Le drap et le vin, l'Angleterre et le Portugal, les pays et les produits choisis par Ricardo.
Lequel ne fait pourtant aucune mention de ce traité commercial de Methuen (du nom de
son négociateur, John Methuen) signé en 1703. Certes, il écrit son livre plus d'un siècle
plus tard, mais ce traité était très connu dans le débat économique de l'époque. On sait de
plus que Ricardo a bien lu Adam Smith, et ce dernier n'a pas manqué d'aborder le sujet.
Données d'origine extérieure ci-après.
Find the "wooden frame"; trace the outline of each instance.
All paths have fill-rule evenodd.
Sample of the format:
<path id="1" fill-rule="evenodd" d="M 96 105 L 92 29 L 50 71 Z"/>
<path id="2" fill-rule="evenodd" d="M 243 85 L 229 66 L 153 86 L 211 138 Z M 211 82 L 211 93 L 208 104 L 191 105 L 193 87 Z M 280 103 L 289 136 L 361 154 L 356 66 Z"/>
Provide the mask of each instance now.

Ricardo a simplement, peut-être même sciemment, éliminé toute cette réalité politique du
commerce international, car c'est elle qui faisait de l'ouverture commerciale une source de
richesse pour l'Angleterre.
Les pays doivent-ils s'ouvrir au libre-échange ? Oui, conclut Ricardo, dans la mesure où ils
se spécialisent dans la production de biens pour lesquels ils détiennent un avantage
comparatif. Depuis, les économistes ont développé son argument. Ils considèrent qu'il faut
aller au-delà de la mesure relative de la productivité du travail et tenir compte de
l'ensemble des dotations factorielles (travail, qualifié ou pas, capital, terre…). De leur côté,
les pays émergents ont montré qu'une politique industrielle et financière sérieuse
permettait de bâtir des avantages comparatifs là où ils n'existaient pas à l'origine.
Tous ceux qui chantent les vertus du libre-échange continuent de faire référence à la
"démonstration" de David Ricardo. Un pays peut certainement avoir intérêt à accroître son
ouverture commerciale. Mais si c'est le cas, cela résultera moins des vertus innées d'une
loi économique naturelle que d'un rapport de force politique bien compris.
Christian Chavagneux
Notes
(1) "Following in John Methuen's Early Eighteenth-Century Footsteps : Ricardo's
comparative Advantage Theory and the False Foundation of the Competitiveness of
Nations", par Matthew Watson, université de Warwick, 25 juin 2015.